In defending the huge profits, industry advocates note that oil companies invest large portions of their profits back into their businesses.
In March, Exxon Mobil said it expects to invest between $25 billion and $30 billion on capital and exploration projects this year, up from about $21 billion in 2007. The company said it expects to maintain that level of spending through at least 2012, as it tries to tap new reserves in all corners of the globe
-- an increasingly difficult and expensive endeavor.
Citigroup analyst Doug Leggate said in a note to clients that while Exxon Mobil's results were lower than expected, a "good suite of new projects" will likely keep its production stable
-- a positive note given the challenge of finding new sources of fossil fuel.
Exxon Mobil's first-quarter profit amounted to $2.03 per share, up from $9.3 billion, or $1.62 per share, a year ago. Wall Street was looking for $2.13 per share. Revenue rose to $116.8 billion from $87.2 billion, well below analyst forecasts of about $124 billion.
That sent Exxon Mobil shares down $4.19, or 4.5 percent, to $88.88.
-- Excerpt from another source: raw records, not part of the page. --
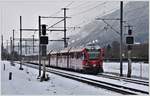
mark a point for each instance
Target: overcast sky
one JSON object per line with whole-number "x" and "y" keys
{"x": 81, "y": 13}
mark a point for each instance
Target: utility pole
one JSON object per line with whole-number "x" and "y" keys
{"x": 33, "y": 44}
{"x": 2, "y": 48}
{"x": 11, "y": 51}
{"x": 18, "y": 47}
{"x": 39, "y": 47}
{"x": 20, "y": 44}
{"x": 26, "y": 47}
{"x": 7, "y": 46}
{"x": 121, "y": 37}
{"x": 65, "y": 39}
{"x": 129, "y": 42}
{"x": 13, "y": 42}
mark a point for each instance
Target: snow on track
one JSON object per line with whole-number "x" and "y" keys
{"x": 26, "y": 83}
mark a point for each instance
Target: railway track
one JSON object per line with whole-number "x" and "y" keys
{"x": 141, "y": 82}
{"x": 102, "y": 84}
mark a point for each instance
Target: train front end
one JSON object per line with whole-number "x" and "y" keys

At Marathon, earnings for the period came in at $1.02 per share and revenue jumped 39 percent to $18.1 billion, helping its shares surge $2.33, or about 5 percent, to $47.90.
Like its larger competitors, Houston-based Marathon said its refining and marketing operations were hurt by much lower year-over-year margins.
Exxon Mobil said significantly lower worldwide refining margins reduced its quarterly earnings by about $1 billion. Those margins reflect the difference between the cost of crude and what the company makes on refined products such as gasoline.
Crude prices in the first quarter averaged about $98 a barrel, nearly 70 percent higher from the same period a year ago. Meanwhile, gasoline prices rose about 22 percent.
Exxon Mobil does not release the amount it pays for crude but said it's been in line with market prices.
At the same time, the company said it made about 4 cents per gallon on petroleum-product sales in the most-recent quarter, down from 8 cents a gallon in the year-ago quarter. Those products include gasoline and diesel.
Exxon Mobil, which produces 3 percent of the world's oil, said earnings at its exploration and output, or upstream, business rose 45 percent to $8.8 billion with help from higher oil and natural gas prices.
Overall production fell 5.6 percent from a year ago, in part from natural field declines and maintenance.